[XML-SIG] The Zen of DOM

Uche Ogbuji uogbuji@fourthought.com
Wed, 12 Apr 2000 17:44:56 -0600


The problem is that the W3C folks throws quite a curve ball with DOM level 2.  
The level 2 document has to be created with prior knowledge of the 
document-type and document-element.  In Level 1, none of this was needed.  
Since we didn't imagine that most users would have prior knowledge of this, we 
decided that it was unlikely that they would be passing in a document to the 
Sax2 handler, so we took the doc parameter out of the initializer.

Now there is no technical reason to omit it.  If you are in a situation where 
you can construct a proper DOM Level 2 document and pass it to the Sax2 
handler, there is no reason for us not to let you.

I think I'll go ahead and reinstate the "doc" parameter to the Sax2 handler.  
Look for this in the next version, or I can send you a patch, if you're 
desparate.

Another approach is that we could have the Sax2 handler accept a document 
factory object which is inkokes to create the document.  This might be an 
unnecessarily heavyweight solution, though.

-- 
Uche Ogbuji                               Senior Software Engineer
uche.ogbuji@fourthought.com               (303)583-9900 x 101
Fourthought, Inc.                         http://Fourthought.com 
4735 East Walnut St, Ste. C, Boulder, CO 80301-9036
Software-engineering, knowledge-management, XML, CORBA, Linux, Python


> I've written a couple of applications that do what you describe and for me
> it is the only alternative when it comes to reading in XML data. The 4DOM
> parser has limited support for this sort of thing, I've found. If you use
> the 4DOM Sax parser (actually a DOM parser, found in Ft/Dom/Ext/Reader), you
> can easily specify that you want to use a custom Document instance. Because
> the Document is also a node factory for the resulting DOM, you can subclass
> the default Document class and parse the XML file using your own custom
> document, with overridden methods for things like creating elements.
> Typically, an overridden element factory method (createElement or
> createElementNS) checks the namespace URI and tag name and if a match is
> found, returns some custom object like you describe, otherwise it simply
> calls the same method of its superclass, Document.
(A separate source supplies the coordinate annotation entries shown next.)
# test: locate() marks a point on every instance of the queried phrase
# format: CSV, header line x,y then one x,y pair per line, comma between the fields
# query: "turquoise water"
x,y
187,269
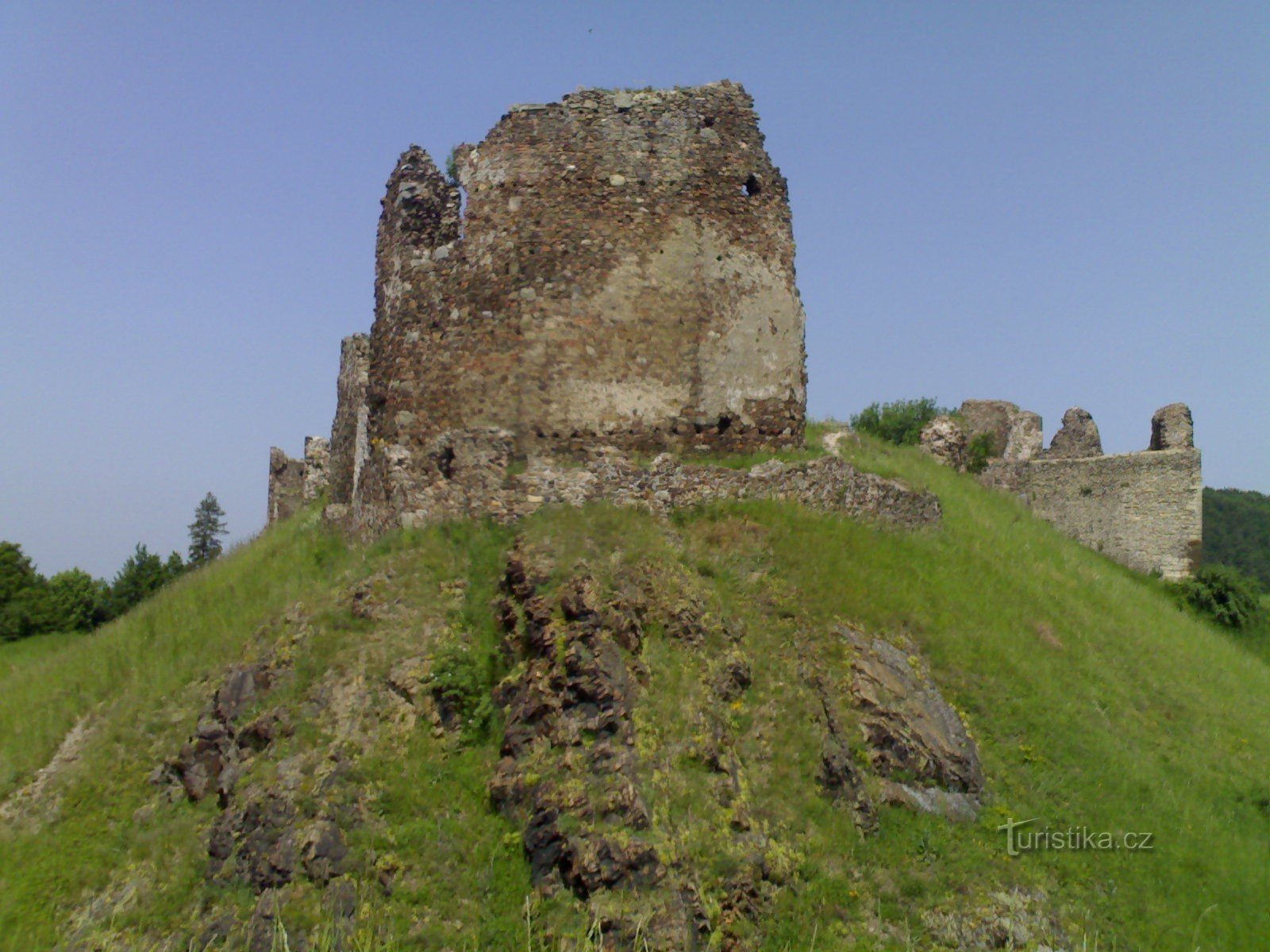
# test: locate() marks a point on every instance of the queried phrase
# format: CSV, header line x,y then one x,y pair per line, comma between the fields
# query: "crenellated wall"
x,y
622,274
1142,509
349,440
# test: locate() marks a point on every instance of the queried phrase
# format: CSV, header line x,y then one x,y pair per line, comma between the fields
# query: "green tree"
x,y
79,601
175,568
206,531
899,423
25,607
141,577
1223,594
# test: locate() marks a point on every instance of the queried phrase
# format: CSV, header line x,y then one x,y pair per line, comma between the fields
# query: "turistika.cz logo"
x,y
1073,838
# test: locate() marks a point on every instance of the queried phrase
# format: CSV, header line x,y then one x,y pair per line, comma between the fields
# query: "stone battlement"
x,y
620,281
1143,509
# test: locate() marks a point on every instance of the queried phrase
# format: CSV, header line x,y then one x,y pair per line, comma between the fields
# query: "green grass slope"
x,y
1095,702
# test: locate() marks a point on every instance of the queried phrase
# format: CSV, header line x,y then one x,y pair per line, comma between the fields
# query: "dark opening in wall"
x,y
446,463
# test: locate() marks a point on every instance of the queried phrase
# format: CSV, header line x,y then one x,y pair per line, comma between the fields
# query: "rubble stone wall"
x,y
1142,509
622,274
349,441
480,482
286,486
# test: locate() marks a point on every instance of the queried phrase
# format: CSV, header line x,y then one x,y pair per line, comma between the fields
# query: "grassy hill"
x,y
1094,700
1237,532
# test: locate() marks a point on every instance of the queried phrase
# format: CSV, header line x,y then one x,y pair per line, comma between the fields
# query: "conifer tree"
x,y
206,531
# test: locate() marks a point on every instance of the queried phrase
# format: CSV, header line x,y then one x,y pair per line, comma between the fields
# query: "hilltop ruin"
x,y
1143,509
618,285
602,290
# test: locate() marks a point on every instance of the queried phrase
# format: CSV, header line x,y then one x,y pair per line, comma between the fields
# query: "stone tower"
x,y
622,276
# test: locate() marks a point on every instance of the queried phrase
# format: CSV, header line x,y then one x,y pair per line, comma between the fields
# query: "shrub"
x,y
1225,596
463,689
899,423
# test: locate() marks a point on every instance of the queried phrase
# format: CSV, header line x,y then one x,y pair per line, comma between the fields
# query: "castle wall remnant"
x,y
349,440
619,285
622,274
294,484
317,467
1142,509
286,486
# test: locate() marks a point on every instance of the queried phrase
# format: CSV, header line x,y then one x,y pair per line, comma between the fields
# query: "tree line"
x,y
74,601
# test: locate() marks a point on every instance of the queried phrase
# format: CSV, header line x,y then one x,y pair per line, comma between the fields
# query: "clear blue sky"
x,y
1056,203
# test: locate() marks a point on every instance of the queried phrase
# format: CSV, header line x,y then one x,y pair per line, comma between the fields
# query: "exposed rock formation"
x,y
914,738
1077,438
945,440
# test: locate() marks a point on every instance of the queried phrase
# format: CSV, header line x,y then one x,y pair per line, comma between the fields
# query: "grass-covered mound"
x,y
1095,702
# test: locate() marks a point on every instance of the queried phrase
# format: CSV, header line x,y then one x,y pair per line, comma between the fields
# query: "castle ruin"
x,y
1143,509
618,283
602,290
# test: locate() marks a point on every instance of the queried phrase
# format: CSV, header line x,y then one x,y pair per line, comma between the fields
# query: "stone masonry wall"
x,y
286,486
1142,509
622,274
349,441
479,482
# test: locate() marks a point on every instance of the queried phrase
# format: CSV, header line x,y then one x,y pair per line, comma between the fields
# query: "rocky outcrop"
x,y
1026,438
945,440
995,418
1079,437
568,771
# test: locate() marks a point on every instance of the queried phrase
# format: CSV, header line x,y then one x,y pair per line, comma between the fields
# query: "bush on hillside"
x,y
461,685
978,452
1237,532
1225,596
25,607
80,601
899,423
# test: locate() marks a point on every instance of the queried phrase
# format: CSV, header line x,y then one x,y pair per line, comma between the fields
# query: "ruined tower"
x,y
622,276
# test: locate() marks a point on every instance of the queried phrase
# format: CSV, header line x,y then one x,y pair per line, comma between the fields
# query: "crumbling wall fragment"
x,y
622,276
317,465
1026,437
992,416
286,486
1077,438
349,441
945,440
1172,428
The custom object
> returned by the element factory method should probably inherit from the
> Element class, but you could of course override its functionality
> arbitrarily.
> 
> Unfortunately, this is not so easy to accomplish using 4DOM, I've found,
> because the Sax parser previously mentioned doesn't seem to include
> namespace support. There is an alternative parser called Sax2 that includes
> NS support, but for some reason I've been unable to figure out, the ability
> to specify a custom Document instance in the Sax2 parser has been removed. I
> had to hack my way around this problem, resulting in a somewhat unstable
> solution (it seems like the semantics of the Sax2 parser are a bit different
> under Unix and Win32). I had to access a 'private' member variable inside
> the Sax2 parser instance in order to forcibly replace the default Document
> instance before parsing. Perhaps someone working on 4DOM can provide some
> insight into a better way, or at least an explanation to why the custom
> element factory feature has been removed in Sax2.
> 
> I have example code, although I cannot access it from where I am right now.
> Get back to me privately if you want me to send it.